While self-employed people usually get the secured option, salaried people typically get the option of unsecured dropline overdraft as they do not need to give any asset as collateral.

 

WHAT ARE THE CHARGES FOR A DROPLINE OVERDRAFT FACILITY?

There is a cost associated with the flexibility of the repayment offered by a normal overdraft facility where you have to typically pay an annual maintenance charge. “Unlike some financial products, there is no annual maintenance charge (AMC) associated with dropline overdraft. The monthly interest is charged on the outstanding balance. However, it may vary depending on the institutions and terms and conditions of the borrowing,” says Shetty.

The interest rate and the charges that you will be offered will depend on many factors. “The cost may vary from one financial institution to another depending on the credit score and profile of the borrower and the amount he needs. Your creditworthiness is what is crucial in this case,” says Shetty.

In terms of total cost, flexi loans are comparable to personal loans or unsecured overdrafts. “The charges for a dropline overdraft facility typically range between 1.5% and 3%. These charges encompass various components including processing fees, insurance, flexi fee (if applicable, specifically with Bajaj), and account opening fees (for Kotak Bank),” says Rishi Mehra, CEO, Wishfin.com.

If you are a salaried person, which option will work best for you? According to Mehra, the cost-effective option for a salaried person typically depends on the financial circumstances and requirements. Term loans generally offer lower rates of interest (ROI) and processing fees (PF), with no AMC charges. An overdraft can be beneficial for individuals with liquidity who anticipate periodic inflows, such as incentives or bonuses, as they can make part payments as and when they have surplus funds. Dropline overdraft might be suitable for individuals who frequently require funding and prefer the flexibility of a revolving credit facility.

 

FLEXI LOAN VS OVERDRAFT VS PERSONAL LOAN: WHICH OPTION TO CHOOSE WHEN YOU NEED FUNDS?

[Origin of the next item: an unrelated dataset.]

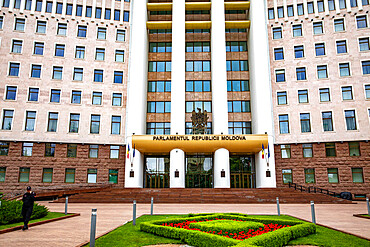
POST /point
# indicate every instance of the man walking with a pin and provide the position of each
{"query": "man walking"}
(28, 200)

The loan amount requirement and the repayment horizon should decide which option is the best one. “Overdraft facility is typically used for short-term and temporary financial needs. It provides flexibility for managing cash flow fluctuations and unexpected expenses. A personal loan should be used for specific purposes such as home renovation, medical expenses, travel or debt consolidation,” says Shetty.

According to Mehra, a term loan is optimal for individuals seeking lower interest rates and fixed repayment schedules, particularly if they lack immediate liquidity. An overdraft is ideal for those with intermittent cash flows who can make use of the revolving credit facility as and when needed. While dropline overdraft is suited for individuals who anticipate regular borrowing needs and prefer the flexibility of a revolving credit line.